Wednesday, February 21, 2007

Stupid feelings...



Why do I necessarily feel stupid when using other people's libraries for REAL things?


I'm using now bdb xml and saxon8 for some code and I really feel retard... Nothing goes right, just when I think I nailed it I find out about another 'undocumented feature' or 'oh, so well known and so reported bug' to workaround, not to talk about the situations when I just want to find out more, or to do things 'by the book' (when I only have the 'quick-quickest-in-the-flashiest-of-the-flashes getting started' guide).


I admit, I'm no specialist in anything, I just happen to be able to handle multiple domains and, in my humble opinion, I should be able to work with things... I'm not saying I'm that smart, I'm just saying that things should be stupid enough... :)


I read a blog about why one hates frameworks, and, since then, I tend to find those flaws in everything I use: huuuuuge bushy architectures (incompatible, just to make things more fun), some interfaces to access the huge bushy things (don't instantiate it, GET an instance) and the polymorphism that isn't always the best choice (don't get an instance since the framework does not dispatch your call properly, just instantiate the FactoryImpl).


I know, I know, I choose java (known for some other bad things besides being slow) so I did it consciously to myself but I appeal to your better nature!


All the libraries are great as long as you just want to see if and how they work (that would be to take the "Hello, world!" and modify it in "Bonjour, monde!"), or maybe use it as a 'buzz-import' (you know, that import com.net.x.y.sophisticated-(non)abbreviated-name.framework.BigSmartFactory that we all love because it proves that we know how to 're-use code' and 'not reinvent the wheel').
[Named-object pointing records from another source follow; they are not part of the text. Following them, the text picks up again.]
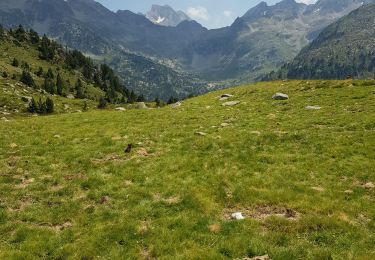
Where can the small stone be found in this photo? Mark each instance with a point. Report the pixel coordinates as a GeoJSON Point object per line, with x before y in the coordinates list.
{"type": "Point", "coordinates": [140, 105]}
{"type": "Point", "coordinates": [231, 103]}
{"type": "Point", "coordinates": [237, 216]}
{"type": "Point", "coordinates": [129, 148]}
{"type": "Point", "coordinates": [368, 185]}
{"type": "Point", "coordinates": [313, 108]}
{"type": "Point", "coordinates": [319, 189]}
{"type": "Point", "coordinates": [176, 105]}
{"type": "Point", "coordinates": [280, 96]}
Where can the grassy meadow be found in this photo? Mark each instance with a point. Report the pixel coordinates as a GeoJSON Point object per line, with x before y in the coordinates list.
{"type": "Point", "coordinates": [302, 178]}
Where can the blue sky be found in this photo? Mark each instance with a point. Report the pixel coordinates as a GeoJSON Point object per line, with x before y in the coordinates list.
{"type": "Point", "coordinates": [210, 13]}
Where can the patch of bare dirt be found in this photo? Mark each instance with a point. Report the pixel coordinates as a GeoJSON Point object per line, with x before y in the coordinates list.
{"type": "Point", "coordinates": [263, 212]}
{"type": "Point", "coordinates": [56, 228]}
When one gets over this and really wants to understand what is happening there, write code that not only works but is also readable, safe and in fully agreement with the principles of writing programs (if X.createY() actually returns a cooler subclass Z of Y, but the documentation states that it should return Y, I will never cast Y to Z), then one is in big trouble and the clouds of complete idiocy threaten to darken his/her blue skies of knowledge aspiration.


P.S. The title is NOT wrong, is a pun!